In risposta alle opinioni sostenute da Nifo, e fatte circolare forse in forma manoscritta prima della stampa avvenuta nel 1526, Luca Prassicio scrive l'Impugnatio contra Augustinum Niphum asserentem arma prestare licteris. Nella sua opera Prassicio espone la tesi contraria a quella di Nifo, difendendo la superiorità delle lettere sulla pratica bellica e condannando la guerra e la violenza. La polemica sulle armi e le lettere tra Nifo e Prassicio va contestualizzata nel genere della trattatistica tecnica di argomento militare e nell'ambito della cultura cortigiana coeva.
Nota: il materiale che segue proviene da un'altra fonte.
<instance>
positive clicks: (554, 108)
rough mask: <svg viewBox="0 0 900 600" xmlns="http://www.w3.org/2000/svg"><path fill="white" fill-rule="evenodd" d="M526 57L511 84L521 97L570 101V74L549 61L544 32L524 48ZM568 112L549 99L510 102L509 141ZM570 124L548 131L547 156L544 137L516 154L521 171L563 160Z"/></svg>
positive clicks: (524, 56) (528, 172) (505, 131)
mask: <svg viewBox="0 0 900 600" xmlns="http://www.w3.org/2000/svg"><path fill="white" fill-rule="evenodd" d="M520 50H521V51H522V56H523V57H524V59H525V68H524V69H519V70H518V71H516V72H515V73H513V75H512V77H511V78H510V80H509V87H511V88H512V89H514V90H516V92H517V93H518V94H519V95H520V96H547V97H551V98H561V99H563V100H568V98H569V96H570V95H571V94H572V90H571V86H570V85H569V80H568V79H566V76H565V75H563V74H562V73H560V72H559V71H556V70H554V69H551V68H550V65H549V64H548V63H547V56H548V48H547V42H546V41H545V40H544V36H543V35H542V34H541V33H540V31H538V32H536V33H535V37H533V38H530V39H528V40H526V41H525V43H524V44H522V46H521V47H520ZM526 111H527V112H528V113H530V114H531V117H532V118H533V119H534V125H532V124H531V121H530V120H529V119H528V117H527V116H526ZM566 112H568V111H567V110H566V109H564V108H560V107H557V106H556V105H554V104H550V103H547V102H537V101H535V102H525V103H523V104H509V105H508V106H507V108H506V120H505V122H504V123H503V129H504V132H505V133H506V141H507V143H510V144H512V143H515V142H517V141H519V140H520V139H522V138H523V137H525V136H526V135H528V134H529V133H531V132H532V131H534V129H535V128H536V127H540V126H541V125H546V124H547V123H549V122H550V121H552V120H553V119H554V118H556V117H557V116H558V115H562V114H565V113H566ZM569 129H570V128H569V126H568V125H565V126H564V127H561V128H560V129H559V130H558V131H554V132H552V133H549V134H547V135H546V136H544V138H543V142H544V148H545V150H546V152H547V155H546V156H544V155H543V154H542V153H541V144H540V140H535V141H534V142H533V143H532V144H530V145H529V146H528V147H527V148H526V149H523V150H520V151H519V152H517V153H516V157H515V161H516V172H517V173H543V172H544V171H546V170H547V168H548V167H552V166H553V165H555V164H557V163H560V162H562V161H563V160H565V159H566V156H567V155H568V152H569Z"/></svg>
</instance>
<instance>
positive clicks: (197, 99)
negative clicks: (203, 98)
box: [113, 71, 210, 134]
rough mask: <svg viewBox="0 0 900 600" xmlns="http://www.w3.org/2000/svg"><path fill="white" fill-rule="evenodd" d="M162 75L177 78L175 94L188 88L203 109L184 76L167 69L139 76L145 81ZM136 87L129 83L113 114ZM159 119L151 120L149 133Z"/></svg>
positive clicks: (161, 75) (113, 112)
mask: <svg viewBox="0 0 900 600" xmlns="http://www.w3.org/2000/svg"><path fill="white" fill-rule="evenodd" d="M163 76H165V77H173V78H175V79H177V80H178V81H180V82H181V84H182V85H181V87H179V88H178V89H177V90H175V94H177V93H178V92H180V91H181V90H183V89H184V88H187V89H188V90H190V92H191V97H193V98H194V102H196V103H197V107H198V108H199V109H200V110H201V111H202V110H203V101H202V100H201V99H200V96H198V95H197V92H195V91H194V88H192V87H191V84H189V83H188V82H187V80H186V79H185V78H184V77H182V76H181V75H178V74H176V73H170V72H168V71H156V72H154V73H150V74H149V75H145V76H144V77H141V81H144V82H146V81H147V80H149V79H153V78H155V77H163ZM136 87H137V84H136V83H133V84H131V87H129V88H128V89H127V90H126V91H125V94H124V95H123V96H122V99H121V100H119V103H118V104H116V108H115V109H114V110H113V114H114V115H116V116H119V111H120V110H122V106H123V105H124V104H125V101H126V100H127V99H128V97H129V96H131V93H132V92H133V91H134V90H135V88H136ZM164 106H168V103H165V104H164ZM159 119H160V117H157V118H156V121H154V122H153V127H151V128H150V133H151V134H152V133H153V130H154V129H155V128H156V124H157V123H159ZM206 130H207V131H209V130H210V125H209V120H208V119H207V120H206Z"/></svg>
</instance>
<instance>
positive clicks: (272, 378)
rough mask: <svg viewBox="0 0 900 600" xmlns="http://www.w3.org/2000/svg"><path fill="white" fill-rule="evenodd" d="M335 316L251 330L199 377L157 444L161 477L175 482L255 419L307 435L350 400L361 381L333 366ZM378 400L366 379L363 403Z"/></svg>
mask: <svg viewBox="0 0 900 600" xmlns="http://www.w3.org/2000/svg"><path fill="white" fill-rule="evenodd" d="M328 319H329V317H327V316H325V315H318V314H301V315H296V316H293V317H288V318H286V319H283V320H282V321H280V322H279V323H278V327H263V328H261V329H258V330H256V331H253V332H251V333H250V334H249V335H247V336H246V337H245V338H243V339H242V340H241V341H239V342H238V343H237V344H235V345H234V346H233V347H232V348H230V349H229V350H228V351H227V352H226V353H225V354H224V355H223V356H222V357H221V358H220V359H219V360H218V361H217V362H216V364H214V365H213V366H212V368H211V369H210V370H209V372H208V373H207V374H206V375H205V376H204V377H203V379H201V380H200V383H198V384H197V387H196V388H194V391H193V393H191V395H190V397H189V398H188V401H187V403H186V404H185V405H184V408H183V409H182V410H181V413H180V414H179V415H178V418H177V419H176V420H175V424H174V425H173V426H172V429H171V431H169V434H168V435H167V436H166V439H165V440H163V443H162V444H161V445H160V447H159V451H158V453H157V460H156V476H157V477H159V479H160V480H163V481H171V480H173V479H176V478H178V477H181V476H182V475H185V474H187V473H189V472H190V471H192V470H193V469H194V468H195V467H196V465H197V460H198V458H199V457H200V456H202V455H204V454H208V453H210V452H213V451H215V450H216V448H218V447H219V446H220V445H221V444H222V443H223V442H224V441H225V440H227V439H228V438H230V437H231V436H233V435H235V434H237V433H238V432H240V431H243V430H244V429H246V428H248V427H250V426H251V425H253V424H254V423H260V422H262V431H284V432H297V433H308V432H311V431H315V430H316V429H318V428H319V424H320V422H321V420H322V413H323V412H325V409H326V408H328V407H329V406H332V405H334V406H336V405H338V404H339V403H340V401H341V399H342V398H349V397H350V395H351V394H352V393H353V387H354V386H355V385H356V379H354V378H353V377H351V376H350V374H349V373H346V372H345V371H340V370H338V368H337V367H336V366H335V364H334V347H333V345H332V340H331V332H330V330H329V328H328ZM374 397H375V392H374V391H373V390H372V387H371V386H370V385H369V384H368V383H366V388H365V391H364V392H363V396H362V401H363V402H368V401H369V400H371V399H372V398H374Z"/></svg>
Tale querelle si inserisce inoltre in un più ampio dibattito relativo alla scelta di una vita attiva o contemplativa o a quello sui diversi ruoli ricoperti nella società dal miles e dal doctor.

Tra le personalità che si interessano a questo tema si ricordano ad esempio anche Antonio De Ferrariis detto il Galateo (1448 - 1517), Andrea Matteo Acquaviva (1458 - 1529) e il fratello Belisario (1464 ca. - 1528).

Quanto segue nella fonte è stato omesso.